Brian drove us up to the southwest highland overlooking the junction of the Monongahela and Allegheny Rivers (forming the Ohio). Gretchen and I couldn't help but remark on the sheer number of iron bridges we could see from this vantage point. In a city with so much available steel, people seem to have built bridges in places where bridges probably wouldn't have built bridges in other cities. When the main solution you know how to build is a steel bridge, all your problems start to look as though steel bridges could solve them. Gretchen thought we should ride the Duquesne Incline down to the river and when Brian didn't want to, she taunted him with the rhetorical question, "Where's the kid in ya?" So we climbed in and rode the thing downhill, having the entirety of the antique car all to ourselves. At the bottom we were supposed to pay, but the withered old lady staffing the counter wasn't paying much attention and whenever anyone asked her about money she motioned toward the semi-informal collection receptacle and said "I don't touch the money." We asked her about where we might be able to go from the bottom of the incline, and she gave us all manner of mostly unhelpful advice in her slightly trembling Pittsburgh accent. "Down" became "dahn" and "town" became "tahn."

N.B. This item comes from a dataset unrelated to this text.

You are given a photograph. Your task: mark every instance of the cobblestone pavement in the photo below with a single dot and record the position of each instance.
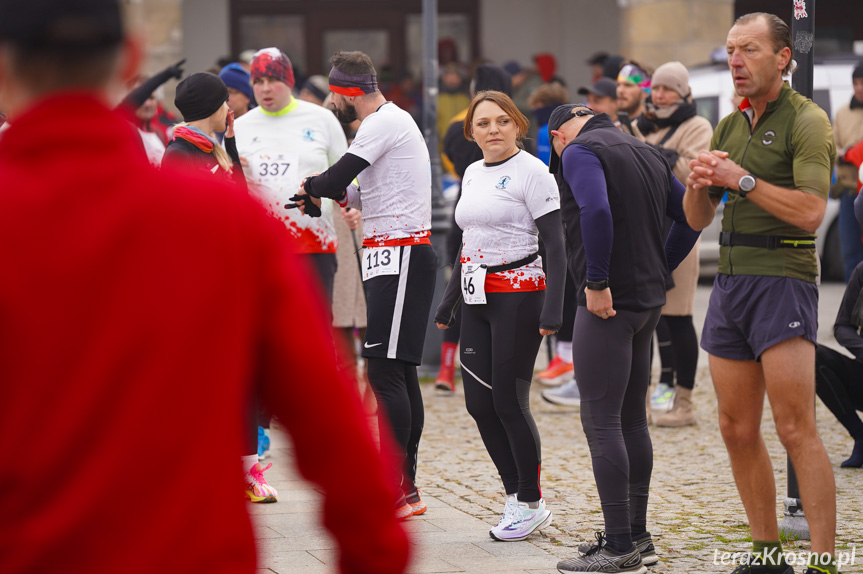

Next Brian drove us to a hip-but-seedy South Side neighborhood and we spent considerable time in Groovy! Pop Culture Emporium, a store featuring toys and other cultural artifacts from the early 1980s. It's interesting to compare the surface details of two different plastic scale models of the Millennium Falcon. Some cover its surface with little rivets and hatches and others use more lavish networks of pies and cables. One of the interesting things about Pittsburgh is that commercial real estate is so cheap that people can be much more creative with their use of storefronts than they can be in a more competitive retail market such as New York. When you're able to buy a whole commercial building for $80,000 and it comes with three bedrooms and a storefront, you actually have the freedom to say, "What the hell, let's open a ball bearing museum!"
Brian defeated me twice at a bar room pool in a pub some doors down while Gretchen did the devoted girlfriend/sister thing and rooted for us both (but mostly for me) while drinking a hard lemonade.
Brian dropped us off in the snootier Shadyside neighborhood and headed back to his doctor's office and Gretchen and I walked around with his fiancé for a change. There wasn't much to do except eat icecream and drink coffee, since it was after 5pm and all the retail stores such as Pottery Barn were already closed. We ended up at Alexander's, Jen's favorite Italian restaurant, and waited around for Brian to show up again, nibbling on bread, eating hors d'oeuvrs and sipping sensibly on glasses of wine. For some reason Jen makes me feel unusually immature whenever she's around. This was, for example, possibly the first dinner I've ever had with people in my age group where individuals (in this case both Jen and Brian) didn't finish their glasses of wine.
Eventually Brian showed up, then the calamari I'd ordered materialized and there was no way I could eat it all so we had to seal it up tight so it wouldn't treif Brian and Jen's kosher kitchen with its squiddishess. Throughout the meal Gretchen and Brian kept telling jokes that involved cultural references to the movie Airplane!, which I had never seen. So on the way back to Squirrel Hill we rented a copy and watched it. It was pretty funny, though it was just a little over the top. "Famous Jewish Sports Legends" indeed!